The Cancer of Credit Scores
In the wake of a financial crisis that was at the very least exacerbated by loose credit, banks are understandably trying to be more rigorous in their assessment of risk. An early risk assessment algorithm, the well-known FICO score, is not without its problems; but for the most part, O’Neil writes, it is an example of a healthy mathematical model. It is relatively transparent; it is regulated; and it has a clear feedback loop. If default rates don’t jibe with what the model predicts, credit agencies can tweak them.
In recent years, however, a new, pseudoscientific generation of scoring has proliferated wildly. “Today we’re added up in every conceivable way as statisticians and mathematicians patch together a mishmash of data, from our zip codes and internet surfing patterns to our recent purchases.” Crunching this data generates so-called “e-scores” used by countless companies to determine our creditworthiness, among other qualities. Yet unlike FICO scores, they are “arbitrary, unaccountable, unregulated, and often unfair.”
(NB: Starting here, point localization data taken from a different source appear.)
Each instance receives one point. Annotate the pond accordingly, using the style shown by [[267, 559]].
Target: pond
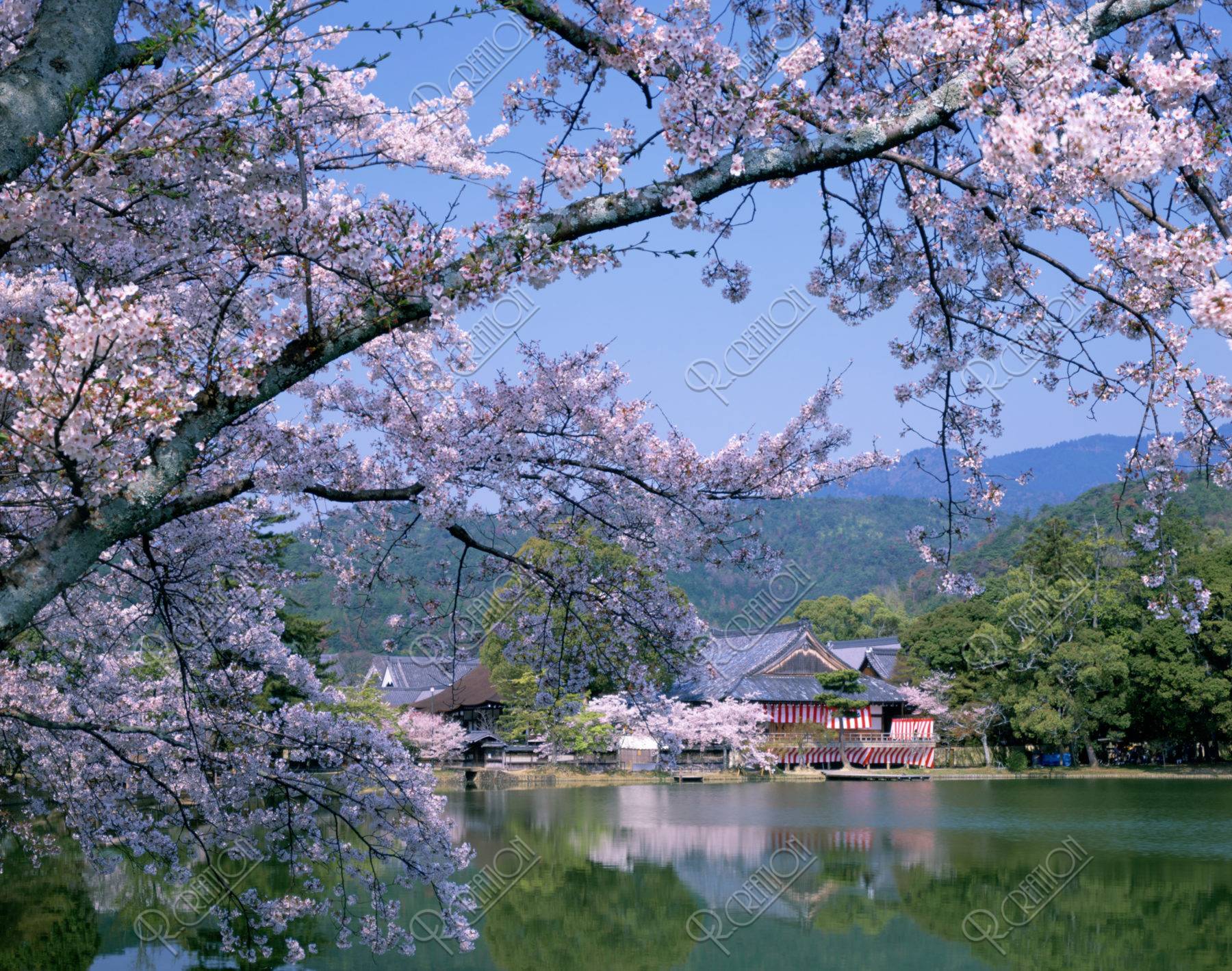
[[1075, 874]]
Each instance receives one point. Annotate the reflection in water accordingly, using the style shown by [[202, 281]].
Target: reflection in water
[[621, 872]]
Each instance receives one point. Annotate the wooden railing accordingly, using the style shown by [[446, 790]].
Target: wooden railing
[[794, 740]]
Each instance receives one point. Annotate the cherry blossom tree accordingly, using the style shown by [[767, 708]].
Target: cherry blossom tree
[[736, 726], [184, 239], [434, 737]]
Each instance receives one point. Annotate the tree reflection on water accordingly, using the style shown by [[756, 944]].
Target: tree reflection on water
[[620, 872]]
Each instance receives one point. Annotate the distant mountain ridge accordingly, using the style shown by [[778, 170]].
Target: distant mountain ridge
[[849, 541], [1059, 472]]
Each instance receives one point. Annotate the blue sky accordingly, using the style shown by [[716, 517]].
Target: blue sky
[[656, 312]]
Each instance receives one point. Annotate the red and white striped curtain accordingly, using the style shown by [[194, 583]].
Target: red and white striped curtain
[[795, 712], [865, 755], [911, 729]]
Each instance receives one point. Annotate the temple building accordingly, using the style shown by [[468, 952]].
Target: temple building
[[472, 700], [405, 680], [776, 668]]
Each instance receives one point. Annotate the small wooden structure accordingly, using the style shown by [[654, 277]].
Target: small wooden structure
[[637, 753], [483, 748]]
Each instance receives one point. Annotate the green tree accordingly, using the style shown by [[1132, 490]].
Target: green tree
[[837, 690]]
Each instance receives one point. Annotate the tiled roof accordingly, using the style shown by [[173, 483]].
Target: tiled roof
[[730, 666], [408, 679], [474, 688], [884, 660], [880, 652], [480, 736], [730, 657], [805, 688]]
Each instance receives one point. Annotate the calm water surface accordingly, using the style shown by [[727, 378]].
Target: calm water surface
[[734, 878]]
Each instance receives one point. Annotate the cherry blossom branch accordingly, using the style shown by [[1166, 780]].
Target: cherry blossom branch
[[72, 47]]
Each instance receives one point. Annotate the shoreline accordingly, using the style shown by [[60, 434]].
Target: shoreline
[[454, 780]]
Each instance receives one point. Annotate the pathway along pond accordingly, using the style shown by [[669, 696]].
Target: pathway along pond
[[1077, 874]]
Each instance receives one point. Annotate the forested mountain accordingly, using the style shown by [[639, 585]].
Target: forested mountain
[[1059, 472], [850, 541]]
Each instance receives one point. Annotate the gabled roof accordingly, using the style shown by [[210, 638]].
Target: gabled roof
[[884, 660], [487, 738], [779, 663], [881, 653], [474, 688], [407, 679]]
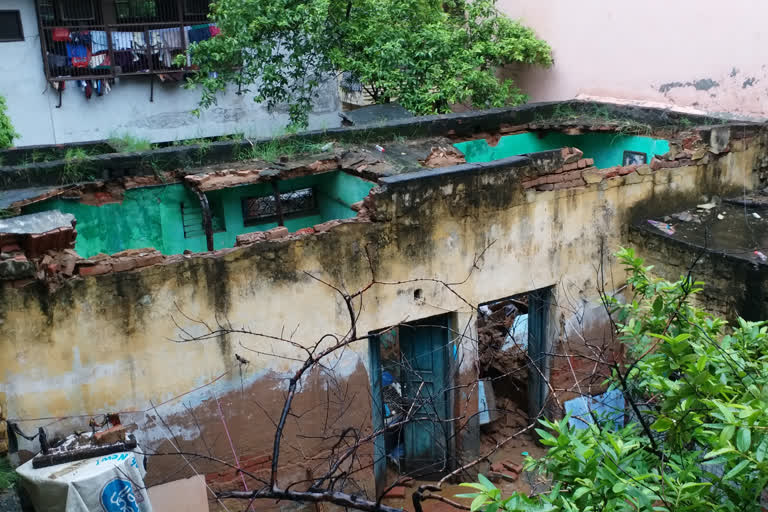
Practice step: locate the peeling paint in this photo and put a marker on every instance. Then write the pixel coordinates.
(703, 84)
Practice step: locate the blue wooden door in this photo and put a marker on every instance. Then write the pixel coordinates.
(424, 375)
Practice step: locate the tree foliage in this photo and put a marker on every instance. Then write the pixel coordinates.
(425, 54)
(700, 440)
(7, 133)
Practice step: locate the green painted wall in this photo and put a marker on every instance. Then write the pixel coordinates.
(151, 216)
(606, 148)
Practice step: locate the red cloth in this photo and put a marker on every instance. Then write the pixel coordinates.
(60, 34)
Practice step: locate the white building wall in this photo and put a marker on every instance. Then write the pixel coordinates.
(127, 109)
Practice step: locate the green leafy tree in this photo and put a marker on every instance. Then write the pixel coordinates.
(425, 54)
(7, 133)
(697, 393)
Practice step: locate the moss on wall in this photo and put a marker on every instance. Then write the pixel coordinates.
(606, 148)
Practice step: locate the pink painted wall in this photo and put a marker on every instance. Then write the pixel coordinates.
(707, 54)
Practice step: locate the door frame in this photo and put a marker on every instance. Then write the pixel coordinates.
(377, 405)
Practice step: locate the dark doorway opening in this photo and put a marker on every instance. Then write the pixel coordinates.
(514, 357)
(410, 380)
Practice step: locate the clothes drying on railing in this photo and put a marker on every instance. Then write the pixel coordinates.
(133, 51)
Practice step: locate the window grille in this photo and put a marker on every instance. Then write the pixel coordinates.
(97, 39)
(192, 220)
(264, 208)
(10, 26)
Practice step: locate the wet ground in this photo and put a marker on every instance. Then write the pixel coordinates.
(737, 227)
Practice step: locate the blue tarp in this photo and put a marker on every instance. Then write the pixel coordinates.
(608, 407)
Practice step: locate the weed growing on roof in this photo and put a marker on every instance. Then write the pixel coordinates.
(128, 143)
(76, 166)
(8, 476)
(273, 149)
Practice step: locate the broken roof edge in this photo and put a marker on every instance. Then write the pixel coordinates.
(467, 124)
(469, 168)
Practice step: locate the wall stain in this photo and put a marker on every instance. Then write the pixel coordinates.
(703, 84)
(749, 82)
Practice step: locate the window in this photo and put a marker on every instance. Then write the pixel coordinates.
(10, 26)
(77, 10)
(103, 39)
(192, 218)
(127, 9)
(264, 208)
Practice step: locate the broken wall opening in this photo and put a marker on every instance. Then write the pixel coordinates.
(168, 217)
(606, 148)
(514, 358)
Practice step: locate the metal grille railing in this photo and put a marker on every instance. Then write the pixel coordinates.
(95, 39)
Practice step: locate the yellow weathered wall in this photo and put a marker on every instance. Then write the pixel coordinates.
(105, 343)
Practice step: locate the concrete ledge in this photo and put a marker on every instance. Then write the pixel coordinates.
(472, 168)
(467, 124)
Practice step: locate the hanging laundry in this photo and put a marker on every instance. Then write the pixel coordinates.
(58, 61)
(122, 40)
(139, 41)
(79, 55)
(199, 33)
(82, 38)
(100, 60)
(170, 44)
(99, 41)
(60, 34)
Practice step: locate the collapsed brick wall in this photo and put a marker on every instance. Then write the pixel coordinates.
(732, 285)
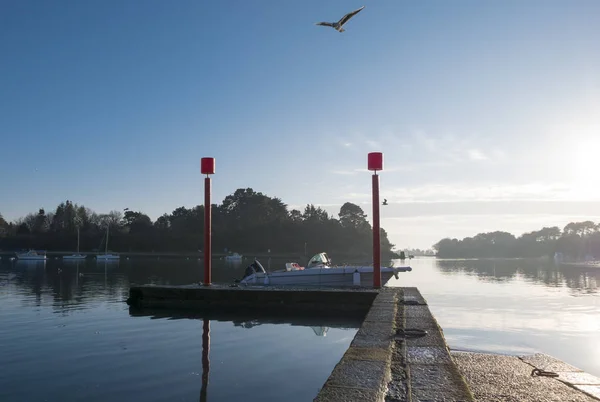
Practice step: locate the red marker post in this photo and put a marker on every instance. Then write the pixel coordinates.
(375, 163)
(207, 167)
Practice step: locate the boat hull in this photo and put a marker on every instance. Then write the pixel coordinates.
(107, 257)
(74, 257)
(323, 277)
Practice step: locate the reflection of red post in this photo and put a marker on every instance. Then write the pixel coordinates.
(375, 163)
(205, 360)
(207, 167)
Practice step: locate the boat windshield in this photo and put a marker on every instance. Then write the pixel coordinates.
(319, 259)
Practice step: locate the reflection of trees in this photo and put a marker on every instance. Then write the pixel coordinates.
(533, 270)
(69, 286)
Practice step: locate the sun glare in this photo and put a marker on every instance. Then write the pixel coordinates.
(585, 167)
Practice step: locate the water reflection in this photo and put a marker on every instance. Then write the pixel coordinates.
(74, 314)
(583, 280)
(205, 359)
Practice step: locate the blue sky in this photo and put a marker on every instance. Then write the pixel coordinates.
(487, 112)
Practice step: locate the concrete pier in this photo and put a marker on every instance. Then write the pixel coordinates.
(398, 354)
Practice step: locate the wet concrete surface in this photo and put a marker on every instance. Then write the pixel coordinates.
(495, 378)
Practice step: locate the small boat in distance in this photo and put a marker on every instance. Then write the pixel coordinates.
(318, 272)
(76, 256)
(233, 257)
(106, 256)
(31, 255)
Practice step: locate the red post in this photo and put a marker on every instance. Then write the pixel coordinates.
(376, 233)
(205, 359)
(207, 167)
(207, 232)
(375, 163)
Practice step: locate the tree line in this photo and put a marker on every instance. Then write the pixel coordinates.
(246, 221)
(576, 241)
A huge “data marketplace” has emerged in which credit scores and e-scores are used in a variety of applications, from predatory advertising to hiring screening. In this sea of endless data, the author contends, the line between legitimate and specious measures has become hopelessly blurred. As one startup proclaims on its website, “All data is credit data.”
It’s all part of a larger process in which “we’re batched and bucketed according to secret formulas, some of them fed by portfolios loaded with errors.” According to the Consumer Federation of America, e-scores and other data are used to slice and dice consumers into “microsegments” and to target vulnerable groups with predatory pricing for insurance and other financial products.
And as companies gain access to GPS and other mobile data, the possibilities for this kind of micro-targeting will only grow exponentially. As insurance companies and others “scrutinize the patterns of our lives and our bodies, they will sort us into new types of tribes. But these won’t be based on traditional metrics, such as age, gender, net worth, or zip code. Instead, they’ll be behavioral tribes, generated almost entirely by machines.”
Reforming Big Data
In her conclusion, O’Neil argues we need to “disarm” the Weapons of Math Destruction, and that the first step for doing so is to conduct “algorithmic audits” to unpack the black boxes of these mathematical models. They are, again, opaque and impenetrable by design, and often protected as proprietary intellectual property.
Toward this end, Princeton University has launched WebTAP, the Web Transparency and Accountability Project. Carnegie Mellon and MIT are home to similar initiatives. In the end, O’Neil writes, we must realize that the mathematical models which have penetrated almost every aspect of our lives “are constructed not just from data but from the choices we make about which data to pay attention to… These choices are not just about logistics, profits, and efficiency. They are fundamentally moral.”